“Sarah” and “Jacob” did get married and lived on his family’s farm in a small building for the first few years of their marriage. Their first child was born less than a year later. Her name was Katie. She was only two years younger than her Aunt “Mary.” My grandparents moved to a farm on “Durkee Hill,” within three years after they were married. Sarah’s father moved in with them.
Katie was my mother. She remembers when her grandfather used to wake up early in the morning and hack and cough and keep everyone awake. He had both emphysema and asthma, yet he smoked. When my mother was about five years old, he went and lived with my grandmother’s younger sister “Susie.” I always find it ironic that my grandmother left the family, mostly to get away from her father, but then he moved in with her.
Grandmother’s younger siblings were raised in different homes. One of the details I didn’t write about, is that my grandmother was not the oldest in the family… she had an older brother who was mentally handicapped. He ended up living with my grandparents until he died, many years later. “Pepper John” was his nickname, because he was known to have a temper. (This is very Amish, to give nicknames like this.) I remember him well when we used to visit my grandparents… he used to chew tobacco, which I found really disgusting. He used to have favorites among the cousins, and he would give those children candy. I stayed away from him, because I hated seeing him spit the brown juice on the ground or in the “spit box” next to the rocking chair in the living room.
I don’t know who raised grandmother’s younger siblings. Apparently not all the children remembered their original home. Several years after the family broke up, grandmother and all her siblings attended a wedding. One of their aunts took it upon herself to bring all the siblings together into one room and tell them that they were brothers and sisters. Reportedly, one of the younger boys was so upset that he said it wasn’t true and ran from the room, crying.
My grandparents had twelve children altogether. Their youngest, Christie, was handicapped and had epilepsy. He died of a brain tumor when he was 25 years old. The others all married and had many children. Soon after Christie died, Grandmother found a lump under her arm, and it was discovered to be Hodgkin’s Disease. Radiation treatments were new and she went to Buffalo to get the treatments every few weeks, but they didn’t cure her cancer. She died only five years after Christie, and not that many years after “Pepper John.”

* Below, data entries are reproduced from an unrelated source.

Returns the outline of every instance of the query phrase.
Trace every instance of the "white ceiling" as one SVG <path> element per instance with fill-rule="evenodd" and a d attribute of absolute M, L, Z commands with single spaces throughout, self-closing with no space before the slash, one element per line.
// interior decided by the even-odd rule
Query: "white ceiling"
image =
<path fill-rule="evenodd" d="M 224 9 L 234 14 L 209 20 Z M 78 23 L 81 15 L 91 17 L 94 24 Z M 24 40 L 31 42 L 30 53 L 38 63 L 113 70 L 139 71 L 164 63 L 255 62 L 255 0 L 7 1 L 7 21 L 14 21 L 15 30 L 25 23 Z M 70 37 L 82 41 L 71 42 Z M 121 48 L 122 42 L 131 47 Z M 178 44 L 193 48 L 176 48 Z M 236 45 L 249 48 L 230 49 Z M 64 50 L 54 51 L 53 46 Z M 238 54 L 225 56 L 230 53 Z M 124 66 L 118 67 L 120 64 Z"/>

When my grandmother was on her deathbed, she wondered whether she did the right thing in leaving her family. The helpless look on her younger sister’s face the night my grandmother left, still haunted her fifty years later. Of course it was useless wondering if she had done the right thing… it isn’t as though she could go back and relive her life a different way. However, it reveals just how agonizing her decision had been.
Grandmother died at 72 years old. She had 96 grandchildren at the time of her death. To think that if she hadn’t left her family to marry my grandfather, none of us would have been born, is a really strange thought. And who knows whether her siblings were better off in the respective homes in which they were raised. My grandmother’s story reveals the nature of how the choices we make determines the course of our lives. And how we often don’t get a second chance… for my grandmother, there was no turning back… at least not once she was married.
As far as I know, my grandparents were happily married. My grandfather, ever the trickster, loved to tease my grandmother. She would get all red in the face, as though she were embarrassed, yet a smile would play at the corners of her mouth.
My grandfather loved to race horses. He would goad other Amish people to race with him on a straightaway, and he would almost invariably win. My grandmother would get so scared on those fast buggy rides, but grandfather seemed to have good command of his horses.
My mother told the story of how, when she was still quite young, her father was eating pancakes with maple syrup for breakfast one morning, and he started teasing my grandmother about how she had once written to him during sugaring season, “Don’t eat too much maple syrup, you are sweet enough as you are.” My grandmother chided him for bringing this up in front of the children, but after he had gone outside to work for the day, my mother saw grandmother smiling as she cleaned up the breakfast dishes.